DEIS: Dependability Engineering Innovation for Industrial CPS
Erik Armengaud, Georg Macher, Alexander Massoner, Sebastian Frager,, Rasmus Adler, Daniel Schneider, Simone Longo, Massimiliano Melis, Riccardo, Groppo, Federica Villa, Padraig OLeary, Kevin Bambury, Finnegan Anita, Marc, Zeller, Kai Hoefig, Yiannis Papadopoulos, Richard Hawkins

TL;DR
The DEIS project develops a dependability framework for industrial Cyber-Physical Systems using Digital Dependability Identities to enhance safety, security, and reliability in distributed, autonomous CPS environments.
Contribution
Introduction of the Digital Dependability Identity (DDI) concept for modular, composable dependability assessment in industrial CPS.
Findings
DDI enables efficient dependability information synthesis.
DDI facilitates in-field dependability evaluation.

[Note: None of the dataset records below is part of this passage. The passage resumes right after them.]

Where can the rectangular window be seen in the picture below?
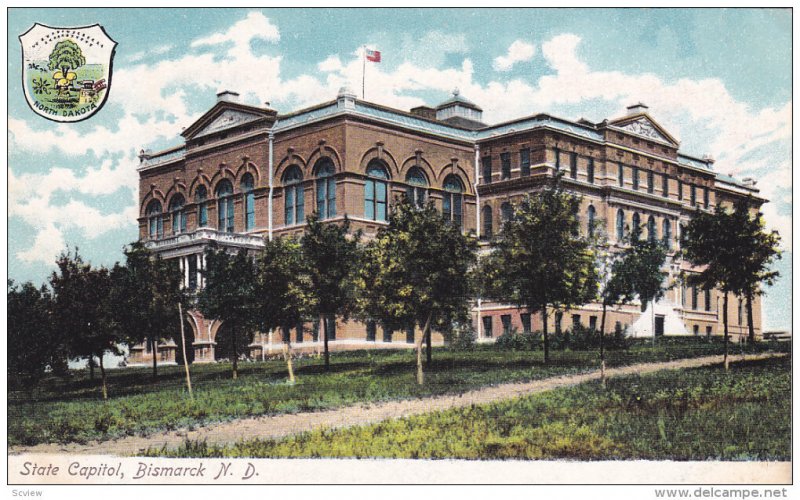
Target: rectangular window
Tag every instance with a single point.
(506, 320)
(192, 272)
(573, 165)
(525, 319)
(525, 162)
(505, 166)
(487, 326)
(487, 169)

Application in four industrial use cases demonstrates effectiveness.
Abstract
The open and cooperative nature of Cyber-Physical Systems (CPS) poses new challenges in assuring dependability. The DEIS project (Dependability Engineering Innovation for automotive CPS. This project has received funding from the European Union's Horizon 2020 research and innovation programme under grant agreement No 732242, see http://www.deis-project.eu) addresses these challenges by developing technologies that form a science of dependable system integration. In the core of these technologies lies the concept of a Digital Dependability Identity (DDI) of a component or system. DDIs are modular, composable, and executable in the field facilitating (a) efficient synthesis of component and system dependability information over the supply chain and (b) effective evaluation of this information in-the-field for safe and secure composition of highly distributed and autonomous CPS. The paper…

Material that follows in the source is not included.